Hal senada juga dirasakan Wakil Ketua Umum Partai Gelora Fahri Hamzah. Ia menyebut polarisasi di akar rumput masih terasa hingga saat ini. Hal itu diakibatkan oleh residu konflik yang tersisa dari Pemilu 2014 dan 2019.
"Suasana akar rumput memang tidak bisa berakhir begitu saja karena membawa akibat dari politik pembelahan dan polarisasi pada periode pemilu sebelumnya. Karena itulah kita harus memperkuat wacana rekonsiliasi kembali," ucap Fahri.
Berbeda dengan Nasdem yang meminta Jokowi untuk netral dalam Pilpres 2024, Fahri justru merasa Jokowi harus turun tangan untuk meredakan polarisasi. Dalam tafsirnya, pernyataan cawe-cawe Jokowi adalah demi memperkuat narasi rekonsiliasi pilpres damai.
"Jika Pak Jokowi memang merasa polarisasi itu yang harus dihentikan apabila menjadi semakin ekstrem dan merugikan maka tentu kita menghargai keinginan beliau untuk mengakhiri polarisasi itu. Ini sejalan dengan narasi rekonsiliasi yang kami usulkan," terangnya.
Keadilan untuk Semua Kandidat Capres
Sekjen Komite Independen Pemantau Pemilu, Kaka Suminta menyebut salah satu kunci pemilu terutama pilpres bisa berlangsung damai adalah sikap pemerintah yang bisa mengayomi semua kelompok pendukung capres. Bukan hanya berpihak pada salah satu saja.
"Yang harus dilakukan pemerintah terutama Presiden Jokowi adalah merangkul semua pihak semua elite partai politik," kata Kaka Suminta.
Kaka menambahkan bergabungnya Prabowo ke dalam Kabinet Indonesia Maju masih belum cukup untuk menyelesaikan residu konflik yang tersisa dari Pilpres 2019. Hal itu dia lihat dari banyaknya masyarakat yang belum meyakini bahwa Jokowi tulus ikhlas mengajak Prabowo menjadi menteri.

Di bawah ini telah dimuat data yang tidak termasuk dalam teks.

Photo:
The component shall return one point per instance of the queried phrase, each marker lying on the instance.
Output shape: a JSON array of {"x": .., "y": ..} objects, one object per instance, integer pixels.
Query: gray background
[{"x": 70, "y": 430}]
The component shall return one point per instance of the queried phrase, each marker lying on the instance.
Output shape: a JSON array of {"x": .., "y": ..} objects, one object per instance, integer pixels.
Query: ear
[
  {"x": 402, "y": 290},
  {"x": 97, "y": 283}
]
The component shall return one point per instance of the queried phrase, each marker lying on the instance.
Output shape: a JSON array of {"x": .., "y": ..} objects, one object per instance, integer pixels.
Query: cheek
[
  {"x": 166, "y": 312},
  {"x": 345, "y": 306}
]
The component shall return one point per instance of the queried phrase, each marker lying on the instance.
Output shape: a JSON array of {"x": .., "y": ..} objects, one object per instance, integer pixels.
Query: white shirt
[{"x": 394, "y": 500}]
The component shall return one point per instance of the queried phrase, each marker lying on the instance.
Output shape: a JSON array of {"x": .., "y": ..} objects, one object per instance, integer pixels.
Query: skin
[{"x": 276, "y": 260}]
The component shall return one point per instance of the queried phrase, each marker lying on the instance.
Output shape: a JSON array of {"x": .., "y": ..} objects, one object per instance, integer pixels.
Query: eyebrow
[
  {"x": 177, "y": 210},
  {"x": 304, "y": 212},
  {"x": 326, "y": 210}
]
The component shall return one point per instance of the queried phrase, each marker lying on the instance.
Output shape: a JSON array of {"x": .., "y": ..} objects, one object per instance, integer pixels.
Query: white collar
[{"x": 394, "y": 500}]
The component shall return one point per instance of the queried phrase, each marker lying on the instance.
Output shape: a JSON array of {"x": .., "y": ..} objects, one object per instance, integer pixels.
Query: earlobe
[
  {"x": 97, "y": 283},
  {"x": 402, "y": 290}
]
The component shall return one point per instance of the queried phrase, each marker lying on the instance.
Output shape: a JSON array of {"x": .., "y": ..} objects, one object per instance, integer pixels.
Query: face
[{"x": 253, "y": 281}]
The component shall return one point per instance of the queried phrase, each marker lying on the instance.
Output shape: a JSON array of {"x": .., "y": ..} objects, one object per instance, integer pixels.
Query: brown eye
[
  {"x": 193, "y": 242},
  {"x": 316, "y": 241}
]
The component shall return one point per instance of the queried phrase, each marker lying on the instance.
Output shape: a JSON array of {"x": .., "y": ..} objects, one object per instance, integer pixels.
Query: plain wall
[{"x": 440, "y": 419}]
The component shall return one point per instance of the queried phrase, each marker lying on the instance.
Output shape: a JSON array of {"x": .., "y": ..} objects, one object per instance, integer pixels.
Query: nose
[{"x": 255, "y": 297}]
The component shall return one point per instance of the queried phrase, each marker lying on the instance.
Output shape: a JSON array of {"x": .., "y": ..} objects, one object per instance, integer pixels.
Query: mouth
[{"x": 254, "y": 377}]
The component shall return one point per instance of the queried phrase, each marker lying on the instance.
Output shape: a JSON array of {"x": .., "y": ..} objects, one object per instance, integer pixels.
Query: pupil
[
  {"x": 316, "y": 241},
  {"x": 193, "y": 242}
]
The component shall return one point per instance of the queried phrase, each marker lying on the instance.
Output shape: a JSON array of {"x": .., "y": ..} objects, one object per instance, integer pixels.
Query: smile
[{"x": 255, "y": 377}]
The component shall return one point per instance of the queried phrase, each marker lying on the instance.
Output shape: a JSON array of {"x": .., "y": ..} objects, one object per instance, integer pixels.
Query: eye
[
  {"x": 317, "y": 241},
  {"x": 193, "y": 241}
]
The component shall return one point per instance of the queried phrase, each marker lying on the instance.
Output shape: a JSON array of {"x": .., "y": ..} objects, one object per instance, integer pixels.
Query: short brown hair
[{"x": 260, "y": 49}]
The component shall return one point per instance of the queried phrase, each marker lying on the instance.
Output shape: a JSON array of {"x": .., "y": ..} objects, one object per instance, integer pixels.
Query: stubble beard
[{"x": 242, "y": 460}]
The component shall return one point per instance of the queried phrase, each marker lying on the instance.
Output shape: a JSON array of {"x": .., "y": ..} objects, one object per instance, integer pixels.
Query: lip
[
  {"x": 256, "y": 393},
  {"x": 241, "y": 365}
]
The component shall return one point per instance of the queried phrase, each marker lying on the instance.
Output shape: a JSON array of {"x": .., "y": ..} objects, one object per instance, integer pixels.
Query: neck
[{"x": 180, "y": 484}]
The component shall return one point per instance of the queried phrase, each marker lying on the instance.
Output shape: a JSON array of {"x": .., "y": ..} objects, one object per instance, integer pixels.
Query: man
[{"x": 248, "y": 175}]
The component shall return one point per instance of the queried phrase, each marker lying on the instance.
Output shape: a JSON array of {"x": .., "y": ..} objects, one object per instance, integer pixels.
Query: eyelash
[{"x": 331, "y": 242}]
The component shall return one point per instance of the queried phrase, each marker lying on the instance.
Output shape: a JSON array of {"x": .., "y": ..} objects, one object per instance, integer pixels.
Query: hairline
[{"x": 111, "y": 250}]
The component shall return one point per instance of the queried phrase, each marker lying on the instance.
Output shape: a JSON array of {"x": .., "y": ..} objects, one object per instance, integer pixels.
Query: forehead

"Masih ada rasa ketidakadilan yang masih muncul di benak publik dan ini potensial untuk kemudian bahwa ini masih ada konflik," imbuhnya.
Tidak hanya merangkul kubu Prabowo, Jokowi juga diminta merangkul tim pendukung Anies Baswedan. Dirinya beranggapan apa yang dilakukan Anies untuk bertemu dengan Puan Maharani atau pengurus DPP PDIP lainnya masih belum mengurangi potensi konflik dalam putaran Pilpres 2024 mendatang.
"Tapi walaupun sudah ada komunikasi misalnya antara Mbak Puan dengan Mas Anies tapi tidak nampak sinyal kuat dari Pak Jokowi sendiri untuk berada di semua sisi," pungkasnya.